Electrification will excel in these applications where it drives numerous benefits – as well as there being a source of power for charging.
Sometimes Bigger is Better
It’s been our experience that, sometimes, contractors just buy skid steers and compact track loaders because “it’s what we’ve always bought.” That’s fine – but compact wheel loaders and small articulated loaders have continued to experience increased demand, and much of that demand revolves around the ability to reach higher and deeper than those more compact machines, as well as the ability to provide the operator a greater perspective of the work area as they sit higher up in the machine, when compared to a skid steer or CTL.
There is also a common attachment interface between skid steers, CTLs, compact wheel loaders and select small articulated loaders. There could be a strategy around deploying multiple machines and having attachment commonality across all of them, depending on the types and sizes of jobs you work on.
Learning From Payload Systems
Integrated payload systems are invaluable in terms of ensuring proper loading of trucks, or proper mixing of feed in agricultural operations. Another thing they can tell you is whether the bucket and machine is properly sized to the application. If you can three-pass load a truck, but that bucket is never reaching capacity, or you work in the feed lot all day and all your mixes never quite fill up an entire bucket – you may be able to consider a smaller loader in those operations.
What You Can Learn From Telematics
Excessive idling identified via telematics can indicate any number of things – one of which could be that the equipment is not optimally sized to the application. A simple example: a wheel loader with a six-yard bucket may be matched with a hopper that can’t handle that much material at once. As such, that loader completes a fairly simple cycle but then sits and waits for the material to cycle through the hopper before it can dump the next bucket. This idling is not an efficient use of the machine and may indicate any number of possible improvements to your operation:
- Do you need that large wheel loader with the six-yard bucket or would a smaller (lower cost) wheel loader be more efficient?

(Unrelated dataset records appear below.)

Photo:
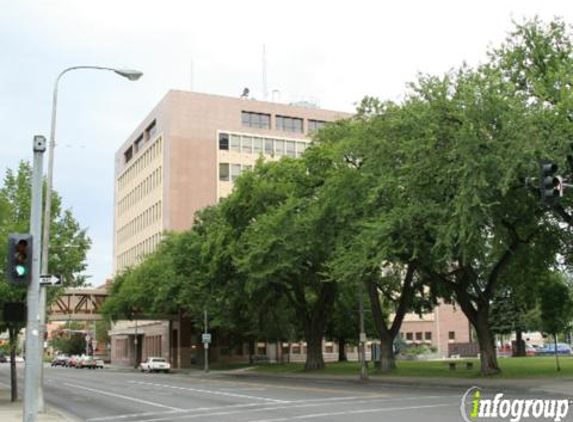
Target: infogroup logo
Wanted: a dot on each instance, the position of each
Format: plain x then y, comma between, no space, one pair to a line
476,407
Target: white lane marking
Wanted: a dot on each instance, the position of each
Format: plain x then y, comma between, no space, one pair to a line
351,412
218,393
290,406
119,396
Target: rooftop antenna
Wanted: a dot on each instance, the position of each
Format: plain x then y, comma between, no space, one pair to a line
265,95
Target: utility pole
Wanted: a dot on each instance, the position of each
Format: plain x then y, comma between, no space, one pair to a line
206,344
363,369
33,361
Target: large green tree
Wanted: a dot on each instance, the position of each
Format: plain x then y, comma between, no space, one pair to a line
68,246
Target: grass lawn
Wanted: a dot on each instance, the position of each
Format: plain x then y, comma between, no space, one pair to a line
529,367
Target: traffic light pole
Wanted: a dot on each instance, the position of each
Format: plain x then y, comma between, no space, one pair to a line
31,374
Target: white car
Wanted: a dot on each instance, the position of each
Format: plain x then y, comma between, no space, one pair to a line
155,365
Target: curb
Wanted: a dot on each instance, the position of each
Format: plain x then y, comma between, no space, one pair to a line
508,385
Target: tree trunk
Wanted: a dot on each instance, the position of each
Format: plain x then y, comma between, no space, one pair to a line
387,357
519,344
314,358
251,352
488,355
556,354
13,375
342,350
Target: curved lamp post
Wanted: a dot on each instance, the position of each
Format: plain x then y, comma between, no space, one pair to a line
132,75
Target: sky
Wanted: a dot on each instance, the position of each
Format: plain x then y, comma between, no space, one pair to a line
333,53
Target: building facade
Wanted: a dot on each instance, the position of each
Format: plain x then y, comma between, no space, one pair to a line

- Are there improvements needed in the plant to allow it to process material faster? Identifying a piece of equipment not operating to its full potential can be a symptom of other efficiencies upstream or downstream of that machine. Maybe the problem is not with the machine, but with the workflow.
All these factors and considerations will help you properly size a loader for your unique operation, and ensure all that profitability is going to the work and not being eaten away by inefficiencies, ineffective performance, and downtime.